Numbers gameDecember 2011
Two Fulbright Scholars are about to depart for the US to further their research into mathematics teaching.
The need to build a more knowledgeable and skilful professional mathematics teaching force is the driving force behind Professor Glenda Anthony’s New Zealand Fulbright-Harkness Fellowship. Anthony’s visit to the United States is focused on exploring ways of teaching prospective teachers of mathematics to engage in ambitious teaching.
Learning to do the work of ambitious teaching involves learning specialised knowledge for teaching and specifically for teaching mathematics, alongside learning skills in orchestrating instructional activities and the relational work involved in creating equitable classroom communities.
During her six-week visit later in the year, Anthony will look closely at teacher education programmes focusing on learning ambitious mathematics teaching by employing deliberate actions to make practice able to be studied by prospective teachers.
Anthony will work with lead researchers in the Learning in, From, and For Teaching Practice (LTP) project led by professors Magdalene Lampert (University of Michigan), Elham Kazemi (University of Washington) and Megan Franke (UCLA). The LTP project is focused on teaching high-leverage practices and principles of ambitious teaching, as well as the more traditional knowledge of students, content and curriculum. A key element of the project is the design, development and research of instructional activities. These activities are centred on tasks enacted in classrooms that structure the relationship between teacher and students around content in ways that consistently maintain high expectations of student learning, while adapting to the contingencies of particular instructional interactions such as sequencing problems, group work and sharing solution strategies.
Anthony says this collaboration is timely, given the common agenda promoting the provision of equitable and productive educational experiences for diverse learners.
“We know that effective teachers are those who teach in response to what students do as they engage in problem-solving performance, while holding students accountable to learning goals including procedural fluency, strategic competence, adaptive reasoning and productive dispositions. And we also know that this intellectually and socially ambitious goal requires a new conception of teachers’ work. Teachers must not only teach diverse learners to do mathematics competently, but also understand it and use it to solve problems within the classroom and their everyday lives.”
Challenging current ways of teaching, this study interrogates both the ‘what is it that is to be learnt when one is learning teaching’ and the role of ‘practice’ in its many forms within teacher education. In looking at new ways to prepare prospective teachers, Anthony will investigate instructional strategies and activities that support beginning teachers not just to be aware of a range of effective pedagogical strategies for the mathematics classroom, but also to have developed a disposition towards ambitious forms of pedagogy that will support ongoing learning in the classroom.
Ngaire Addis is a recipient of a Fulbright-Cognition scholarship. The scholarship will allow her to travel to the United States later this year to research how mathematics achievement data is used by leaders of American high schools to improve teaching and learning.
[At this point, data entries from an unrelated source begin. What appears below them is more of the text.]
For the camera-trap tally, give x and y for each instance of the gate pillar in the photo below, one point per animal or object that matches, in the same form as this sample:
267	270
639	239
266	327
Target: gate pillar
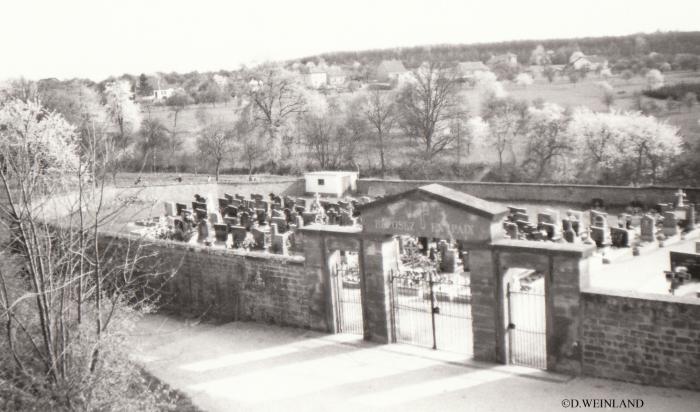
379	256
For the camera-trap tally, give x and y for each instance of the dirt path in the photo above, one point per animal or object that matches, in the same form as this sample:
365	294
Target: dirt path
253	367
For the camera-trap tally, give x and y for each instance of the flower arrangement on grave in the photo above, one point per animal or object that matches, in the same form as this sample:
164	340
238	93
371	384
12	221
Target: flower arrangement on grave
248	242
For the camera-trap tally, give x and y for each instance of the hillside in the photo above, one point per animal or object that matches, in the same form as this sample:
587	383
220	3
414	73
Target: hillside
613	47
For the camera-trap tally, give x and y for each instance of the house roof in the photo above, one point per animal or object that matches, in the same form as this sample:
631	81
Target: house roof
461	200
392	66
471	66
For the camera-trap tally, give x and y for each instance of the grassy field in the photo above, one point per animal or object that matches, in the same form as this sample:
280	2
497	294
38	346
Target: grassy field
587	92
Addis declares herself “passionate about teaching mathematics”, which is evident from her involvement with the subject. In addition to facilitating for the Secondary Numeracy Project and ATOL/asTTLe projects, Addis has run courses for Massey University and presented papers and workshops at many maths-related conferences.
A senior manager at Havelock North High School, Addis is currently completing her doctorate through Massey University; Professor Glenda Anthony is her supervisor. Her dissertation looked at the use of mathematics assessment data by school leaders. Addis is especially interested in the Data Wise project, conducted by Professor Kathy Boudett at the Graduate School of Education at Harvard University and how this could have implications and benefits for the professional development of school leaders in assessment literacy in New Zealand.
The scholarship will enable her to take her research interests to the next level. Addis looks forward to tapping into the experiences of school leaders in America, where educational policy and school management are already focused around systems of standards, testing and public reporting of results. New Zealand schools are faced with the new challenge of how to integrate national standards for mathematics and literacy into daily practice with a view to improving student achievement. “I would like to see more ICT being used in our secondary mathematics classrooms – I think that we are almost lagging behind our primary counterparts,” says Addis.
Addis is immensely proud of her roots, which stem from the Hawke’s Bay. She draws inspiration from her family, which she describes as “matriarchal”, with her mother featuring as a significant influence. Her daughters are also to thank; as children they wrote a screensaver on her computer, “Keep going mum, you can do it” to encourage Addis to complete her master’s thesis.
In addition to furthering her research, Addis is looking forward to some of the lighter aspects of American life with Boston Red Sox games high on the agenda when she is at Harvard University.